Come detto dal 15 ottobre numerosi prodotti europei sono stati colpiti con dazi all’import del 25% ad valorem, come misura di bilanciamento per gli aiuti garantiti al Consorzio Europeo Airbus che il WTO ha riconosciuto illegittimi. L’Italia si è trovata colpita nel settore lattiero-caseario, con gli aperitivi ed i liquori, con alcune tipologie di insaccati; mentre Spagna e Francia hanno visto colpiti i propri vini, ma nel caso della Francia non lo Champagne. La procedura dei dazi compensativi consente delle finestre temporali nelle quali il Paese che si è visto riconosciuto il diritto di applicare dei dazi, può modificare la lista dei prodotti e/o il livello dei dazi.

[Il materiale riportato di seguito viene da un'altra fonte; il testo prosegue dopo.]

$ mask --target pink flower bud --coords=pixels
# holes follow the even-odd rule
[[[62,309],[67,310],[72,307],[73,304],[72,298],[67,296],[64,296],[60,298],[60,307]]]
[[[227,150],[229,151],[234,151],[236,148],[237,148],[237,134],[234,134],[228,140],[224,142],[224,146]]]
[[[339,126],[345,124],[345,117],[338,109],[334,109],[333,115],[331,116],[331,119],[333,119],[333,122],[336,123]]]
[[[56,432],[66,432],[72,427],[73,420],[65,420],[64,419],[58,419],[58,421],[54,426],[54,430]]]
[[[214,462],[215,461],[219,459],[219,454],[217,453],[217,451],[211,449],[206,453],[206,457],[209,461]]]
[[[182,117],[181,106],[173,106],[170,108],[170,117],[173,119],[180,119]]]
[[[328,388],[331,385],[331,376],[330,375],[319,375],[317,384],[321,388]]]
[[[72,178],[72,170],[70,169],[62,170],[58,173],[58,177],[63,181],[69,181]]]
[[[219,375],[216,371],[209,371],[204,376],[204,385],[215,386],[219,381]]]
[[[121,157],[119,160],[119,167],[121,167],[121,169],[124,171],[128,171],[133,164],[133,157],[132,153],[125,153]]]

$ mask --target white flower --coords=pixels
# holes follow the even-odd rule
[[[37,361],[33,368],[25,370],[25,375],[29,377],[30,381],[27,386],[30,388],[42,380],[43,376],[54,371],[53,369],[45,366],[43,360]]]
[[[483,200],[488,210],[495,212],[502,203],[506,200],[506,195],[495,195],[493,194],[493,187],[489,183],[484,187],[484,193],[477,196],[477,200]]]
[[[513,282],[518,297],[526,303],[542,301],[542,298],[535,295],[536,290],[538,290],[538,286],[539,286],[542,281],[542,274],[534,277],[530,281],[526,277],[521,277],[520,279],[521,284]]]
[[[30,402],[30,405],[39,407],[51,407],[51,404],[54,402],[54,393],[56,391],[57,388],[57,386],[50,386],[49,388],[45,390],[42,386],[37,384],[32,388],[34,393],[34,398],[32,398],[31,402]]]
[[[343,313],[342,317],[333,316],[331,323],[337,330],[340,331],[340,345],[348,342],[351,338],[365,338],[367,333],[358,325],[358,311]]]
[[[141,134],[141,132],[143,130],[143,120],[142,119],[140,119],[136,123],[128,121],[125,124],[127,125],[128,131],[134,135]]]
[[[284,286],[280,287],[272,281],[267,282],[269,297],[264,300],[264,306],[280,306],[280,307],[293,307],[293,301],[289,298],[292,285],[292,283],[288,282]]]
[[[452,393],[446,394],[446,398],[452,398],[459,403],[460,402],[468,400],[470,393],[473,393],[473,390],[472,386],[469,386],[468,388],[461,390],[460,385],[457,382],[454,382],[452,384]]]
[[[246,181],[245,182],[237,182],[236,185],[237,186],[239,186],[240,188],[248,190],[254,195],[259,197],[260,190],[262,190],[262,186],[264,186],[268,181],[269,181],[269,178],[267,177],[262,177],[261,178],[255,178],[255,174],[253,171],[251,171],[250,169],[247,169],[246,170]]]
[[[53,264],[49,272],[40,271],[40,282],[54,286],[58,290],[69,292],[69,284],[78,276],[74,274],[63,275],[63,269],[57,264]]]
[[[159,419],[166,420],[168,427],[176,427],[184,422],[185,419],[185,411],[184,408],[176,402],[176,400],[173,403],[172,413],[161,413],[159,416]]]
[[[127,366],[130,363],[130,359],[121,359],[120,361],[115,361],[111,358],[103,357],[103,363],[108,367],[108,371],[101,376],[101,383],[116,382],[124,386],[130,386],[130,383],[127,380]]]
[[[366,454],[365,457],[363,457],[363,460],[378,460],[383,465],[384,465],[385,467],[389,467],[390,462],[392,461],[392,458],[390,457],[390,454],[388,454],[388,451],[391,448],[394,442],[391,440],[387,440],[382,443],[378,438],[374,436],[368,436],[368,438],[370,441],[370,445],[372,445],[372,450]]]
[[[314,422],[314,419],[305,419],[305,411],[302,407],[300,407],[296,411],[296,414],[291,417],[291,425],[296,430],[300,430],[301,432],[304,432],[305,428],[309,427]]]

Il dipartimento del Commercio Americano, ha dato avvio a inizio dicembre alle procedure per eventualmente ricorrere a tale normativa, chiamata “carosello”: ha ripubblicato in un’unica lista tutti i prodotti che possono essere tecnicamente sottoposti a dazi al loro ingresso negli Usa ed ha chiesto agli “interessati” di pronunciarsi su un eventuale innalzamento dei dazi dal 25% fino al 100%.

Già questa pubblicazione aveva messo in allarme i produttori europei, inclusi i produttori di vini italiani, visto che tornava in ballo la possibilità di un loro coinvolgimento. Il sistema di consultazione del Dipartimento del Commercio Americano rimarrà aperto fino al 13 gennaio 2020, poi il Dipartimento trarrà le sue conclusioni: qualora decidesse di adottare delle modifiche rispetto alle decisioni accolte il 15 ottobre scorso, il provvedimento potrebbe andare in vigore a partire da metà febbraio 2020. Ecco quindi il motivo del fiorire di dichiarazioni preoccupate e dell’azione congiunta delle organizzazioni della filiera vitivinicola italiana che hanno sollecitato il Ministro degli Affari Esteri e del Commercio Internazionale a porre grande attenzione al dossier.

Digital taxes

Le preoccupazioni sono quindi legate solo al dossier Boeing/Airbus? No, nel frattempo è sorto un nuovo fronte di rischio: la Francia che per prima ha adottato quel che viene definita la digital tax (su sollecitazione della Commissione Ue) si è vista minacciare di una contromisura per le proprie esportazioni di vini e Champagne negli Usa, visto che le maggiori aziende del settore informatico sono americane. Italia e Turchia hanno adottato delle digital taxes a partire dal 1° gennaio 2020 e sono pertanto anche loro finite nel mirino del dipartimento del commercio americano che potrebbe individuare prodotti originari dei due Paesi commercializzati negli Usa per compensare gli interessi americani.